Residents complain about prices’ differences in Syria’s Manbij

MANBIJ, Syria (North Press) – On Tuesday, residents of the city of Manbij, northern Syria, complained about the differences and instability of vegetable prices, especially during Ramadan, and in light of the complete lockdown in the regions of northeast Syria.

“The purchasing power of the population has become so weak,” Ahmad Harraqa, a resident of Manbij, said.

He told North Press that selling vegetables from one trader to another before reaching the consumer, causes the prices to rise.

“The traders are taking advantage of Ramadan, as they raise the prices of the vegetables after the increase in demand for them,” Harraqa added.

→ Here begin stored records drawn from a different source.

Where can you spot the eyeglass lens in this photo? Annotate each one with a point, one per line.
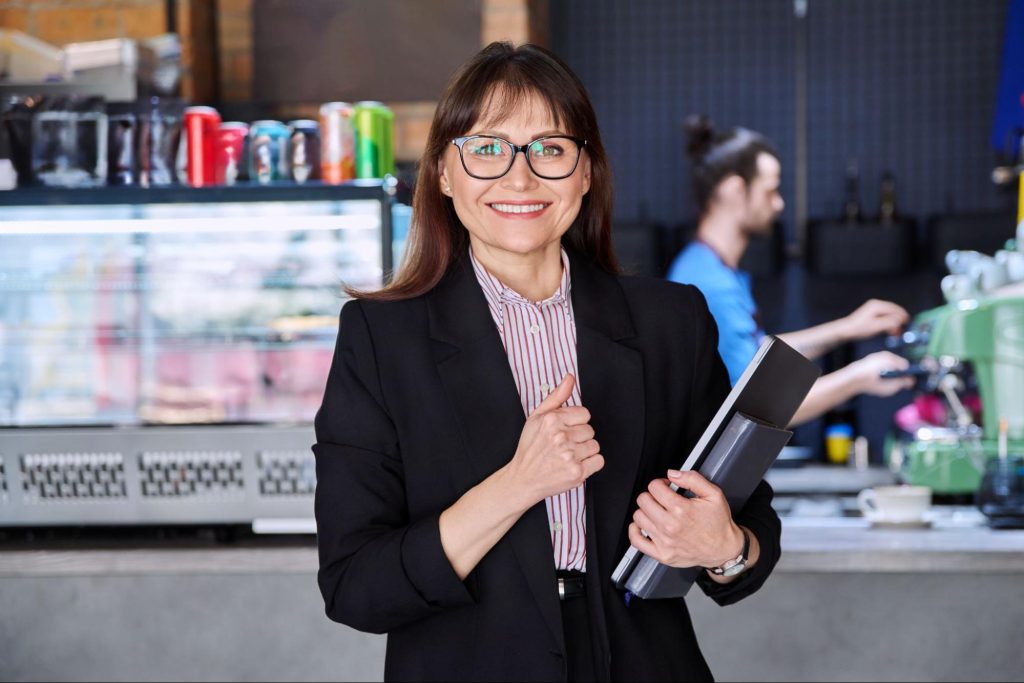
(551, 158)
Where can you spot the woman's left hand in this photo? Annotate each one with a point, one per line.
(685, 531)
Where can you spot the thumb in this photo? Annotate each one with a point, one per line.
(557, 397)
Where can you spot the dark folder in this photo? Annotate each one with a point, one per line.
(739, 444)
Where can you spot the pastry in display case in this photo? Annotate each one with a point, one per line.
(163, 351)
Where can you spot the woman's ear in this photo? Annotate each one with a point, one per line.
(442, 180)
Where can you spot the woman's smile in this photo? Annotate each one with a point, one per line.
(519, 209)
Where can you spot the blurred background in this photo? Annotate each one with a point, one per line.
(186, 184)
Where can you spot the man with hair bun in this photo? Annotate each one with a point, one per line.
(736, 176)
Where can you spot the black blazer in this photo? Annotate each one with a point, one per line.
(421, 406)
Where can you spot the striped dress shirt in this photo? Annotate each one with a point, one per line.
(541, 342)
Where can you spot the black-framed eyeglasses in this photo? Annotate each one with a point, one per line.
(488, 157)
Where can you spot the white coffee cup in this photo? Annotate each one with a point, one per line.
(896, 505)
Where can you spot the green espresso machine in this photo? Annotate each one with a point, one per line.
(967, 351)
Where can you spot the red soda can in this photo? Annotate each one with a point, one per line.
(201, 125)
(229, 150)
(337, 142)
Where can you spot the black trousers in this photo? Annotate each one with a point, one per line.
(579, 645)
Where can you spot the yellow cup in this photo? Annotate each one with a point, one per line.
(839, 442)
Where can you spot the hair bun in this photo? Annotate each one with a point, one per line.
(699, 134)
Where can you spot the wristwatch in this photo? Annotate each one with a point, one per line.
(737, 564)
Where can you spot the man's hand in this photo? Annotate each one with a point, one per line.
(872, 317)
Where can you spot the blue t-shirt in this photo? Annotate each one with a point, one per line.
(730, 300)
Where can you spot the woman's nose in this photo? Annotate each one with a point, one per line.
(519, 176)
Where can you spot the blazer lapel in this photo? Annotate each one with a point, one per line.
(612, 389)
(475, 373)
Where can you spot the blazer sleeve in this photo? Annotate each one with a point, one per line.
(379, 569)
(710, 389)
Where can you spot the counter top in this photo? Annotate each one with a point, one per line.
(956, 542)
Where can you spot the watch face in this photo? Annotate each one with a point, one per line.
(734, 569)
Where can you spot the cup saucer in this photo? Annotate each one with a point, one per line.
(878, 521)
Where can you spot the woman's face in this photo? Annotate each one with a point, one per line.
(519, 214)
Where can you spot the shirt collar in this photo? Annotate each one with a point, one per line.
(498, 293)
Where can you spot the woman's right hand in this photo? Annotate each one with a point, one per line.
(556, 451)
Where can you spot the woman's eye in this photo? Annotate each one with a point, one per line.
(493, 148)
(546, 150)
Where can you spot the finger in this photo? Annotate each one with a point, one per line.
(648, 527)
(558, 395)
(586, 450)
(573, 415)
(655, 515)
(664, 494)
(645, 546)
(581, 433)
(695, 482)
(592, 465)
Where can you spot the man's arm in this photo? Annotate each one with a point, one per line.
(862, 376)
(872, 317)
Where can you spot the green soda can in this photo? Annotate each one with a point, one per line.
(374, 125)
(386, 150)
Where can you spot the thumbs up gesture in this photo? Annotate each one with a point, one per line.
(556, 451)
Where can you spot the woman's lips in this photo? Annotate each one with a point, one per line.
(519, 210)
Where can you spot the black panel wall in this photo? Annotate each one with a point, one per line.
(901, 85)
(907, 86)
(647, 65)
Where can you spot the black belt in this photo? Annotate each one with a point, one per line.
(571, 585)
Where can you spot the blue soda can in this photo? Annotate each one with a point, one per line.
(268, 152)
(303, 150)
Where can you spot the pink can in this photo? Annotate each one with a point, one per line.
(229, 151)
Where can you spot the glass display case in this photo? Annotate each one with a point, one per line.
(172, 344)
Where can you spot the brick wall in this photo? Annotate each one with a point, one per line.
(61, 22)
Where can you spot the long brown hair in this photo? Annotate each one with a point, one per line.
(506, 77)
(716, 156)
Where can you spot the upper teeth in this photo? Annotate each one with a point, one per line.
(517, 208)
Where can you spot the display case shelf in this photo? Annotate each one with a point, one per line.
(157, 321)
(274, 191)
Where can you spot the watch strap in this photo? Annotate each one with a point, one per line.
(738, 563)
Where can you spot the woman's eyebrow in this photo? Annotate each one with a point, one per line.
(499, 133)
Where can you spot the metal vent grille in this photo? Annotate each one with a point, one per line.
(180, 474)
(287, 472)
(62, 476)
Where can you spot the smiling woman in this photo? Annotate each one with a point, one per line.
(501, 421)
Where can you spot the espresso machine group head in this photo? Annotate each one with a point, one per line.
(968, 356)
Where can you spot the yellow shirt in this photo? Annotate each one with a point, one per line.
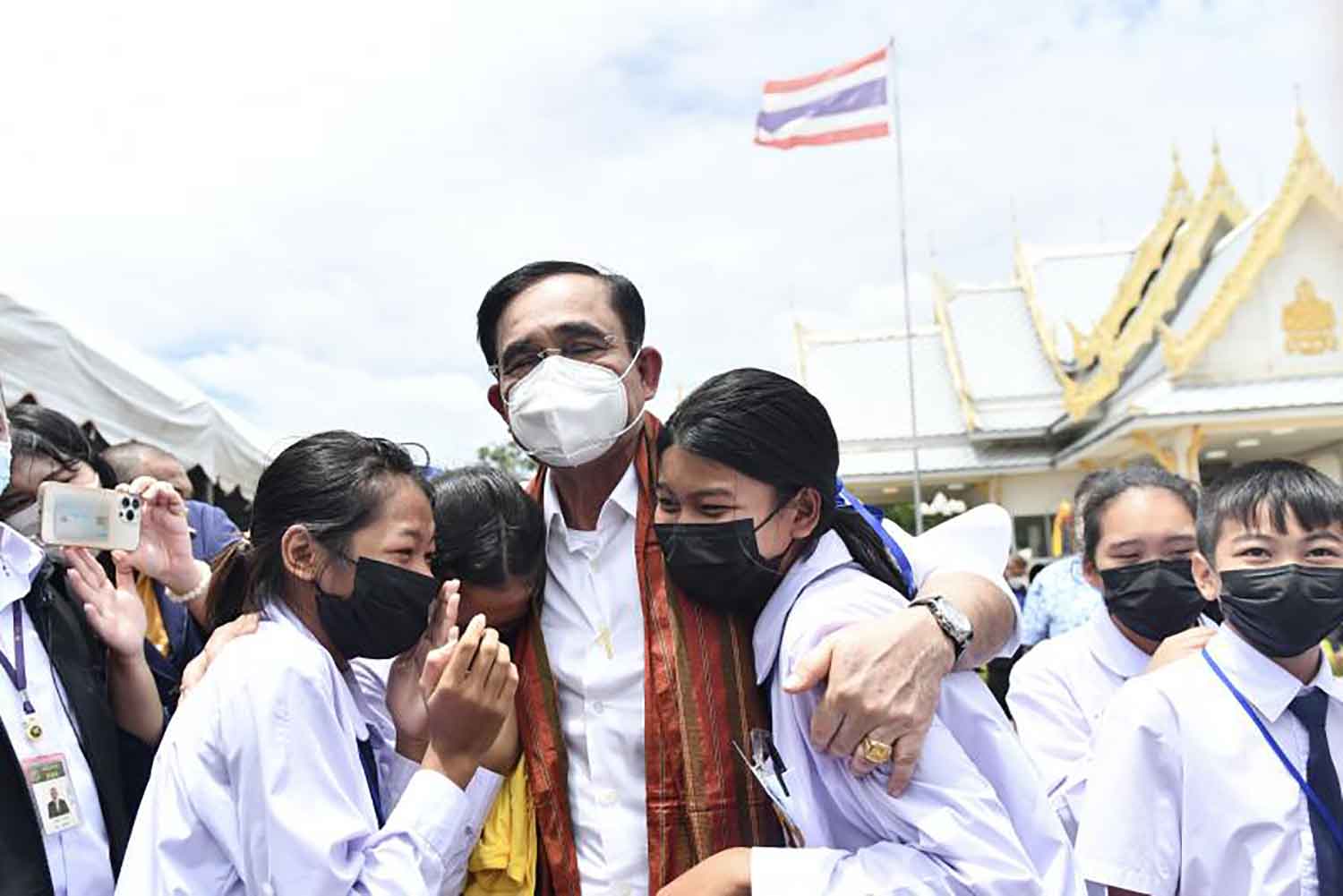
(504, 861)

While Mahmoud al-Mukhtar, a vegetable supplier to al-Hal Market in Manbij, said that goods reach the market at cheap prices but because traders buy from each other, the prices rise.

“Prices are now high because of Ramadan, and people exploit each other,” he added.

For his part, Ibrahim al-Salloum, a vegetable seller, attributed the high price to the traders’ greed, “who mainly control the prices.”

“A kilo of cucumber costs 1,600 SYP and Zucchini 1,500 SYP, is this reasonable?” he wondered.  

It is worth mentioning that the Syrian government has continued to close the three crossings with the Autonomous Administration regions since March 21.

Prior to the government’s closure, the price of one kilo of tomatoes in the markets of Manbij was nearly 700 SYP, cucumbers 800, eggplant 1,000, and potatoes 300 SYP.

The restriction of the commercial movement after the closure of the crossings affected the prices, according to traders in al-Hal Market in the city of Manbij.